35Comme nous le savons maintenant, la confrontation de la Chine aux puissances occidentales au XIXe siècle engendre la mise à l’écart de sa propre médecine au profit de la médecine moderne. Pour leur survie, les médecins de tradition chinoise se regroupent sous l’identité de la médecine chinoise (zhong yi). Avant l’avènement de la République Populaire de Chine (RPC), cette réorganisation est essentiellement locale (Farquhar, 1994, p. 12). Mais à partir de 1949, Mao Zedong souhaite unir médecines chinoise et occidentale, comme en rend compte sa célèbre formule, proclamée le 11 octobre 1958: « La médecine chinoise est une grande salle aux trésors ». Souvent lue comme une apologie de la tradition, cette affirmation est plutôt une exhortation des médecins de formation occidentale à étudier la médecine chinoise, afin de créer une nouvelle médecine. Mao ne prône pas le retour à la tradition, mais un « détour » par l’ancien pour le joindre au « moderne » (Taylor, 2005, pp. 220-221, 358; Hsu, 2007, p. 219). Cette démarche est suivie par un processus d’institutionnalisation de la médecine, concernant notamment la création de formations à grande échelle (Farquhar, 1994, p. 15), et un effort de standardisation du savoir fondé sur la relecture de l’héritage culturel chinois, en particulier sur la réinterprétation matérialiste du yin-yang et des wuxing, réduits aux cinq organes, etc. (Hsu, 1999, p. 223). Cette situation donne lieu à toute une série de publications, parmi lesquelles se trouvent le Xin zhenjiuxue de Zhu lian (utilisé par Chamfrault), l’Aperçu de MTC (Zhongyixue gailun) de l’Académie de MTC de Nanjing en 1958, et le Nouvel aperçu de MTC (Xinbin zhongyixue gaiyao) en 1972 (Taylor, 2005, pp. 145-7). Soulignons toutefois que cette nouvelle forme de médecine est traduite par « MTC » en Occident, alors qu’en Chine, « zhongyi » signifie « médecine chinoise ». Les Chinois ont donc « sciemment, laissé croire qu’il s’agissait tout bonnement d’une continuation de la tradition » (Unschuld, 2001, p. 93).
36Nous sommes face à une « tradition inventée » (Hobsbawm et Ranger, 2006). Reprenant Hobsbawm, Hsu relève trois caractéristiques de cette invention qu’elle applique à la MTC (Hsu, 2007, pp. 217-218). Elle note, d’une part, la rapidité du processus: entre les années 1950 et 1980, plusieurs dizaines d’académies et de manuels de MTC sont créés. D’autre part, la « dimension “en grande partie fictive” de la continuité avec le passé dont se réclame la tradition », que Hsu conteste toutefois.
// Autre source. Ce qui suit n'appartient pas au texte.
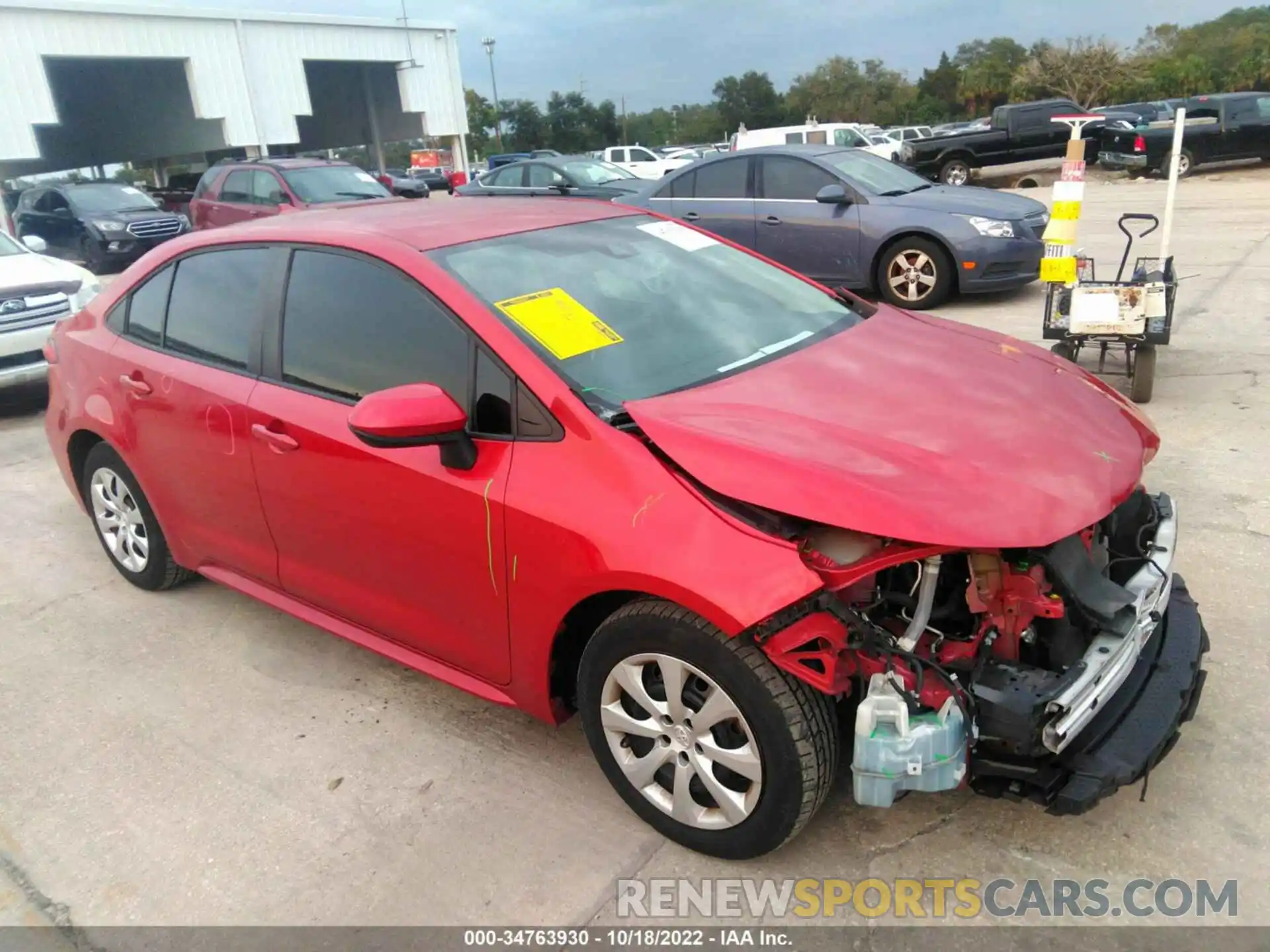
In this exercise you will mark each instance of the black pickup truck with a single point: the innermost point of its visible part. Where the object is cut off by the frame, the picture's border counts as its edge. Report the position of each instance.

En effet, selon elle, cela reviendrait à nier l’existence des éléments de la MTC avant 1949. Hsu préfère situer cette invention dans un processus d’innovation de la médecine chinoise depuis son émergence sous les Han. Cependant, elle ne renie pas que ces éléments de la tradition ont été « décontextualisés du passé » et « réifiés en symboles de la “culture” ou de l’identité nationale » (Babadzan, 2004, p. 321) [25]. Enfin, la troisième caractéristique est la fonction politique et sociale d’adaptation et de cohésion dans une période de « transformation rapide de la société » (Hobsbawm et Ranger, 2006, p. 15). Cet « exercice d’ingénierie social » délibéré (ibid., p. 24) est corrélatif de « cette innovation historique relativement récente qu’est la “nation” ». La Chine Républicaine puis Populaire n’a pas échappé à un tel exercice pour affronter les transformations créées par sa rencontre avec l’Occident.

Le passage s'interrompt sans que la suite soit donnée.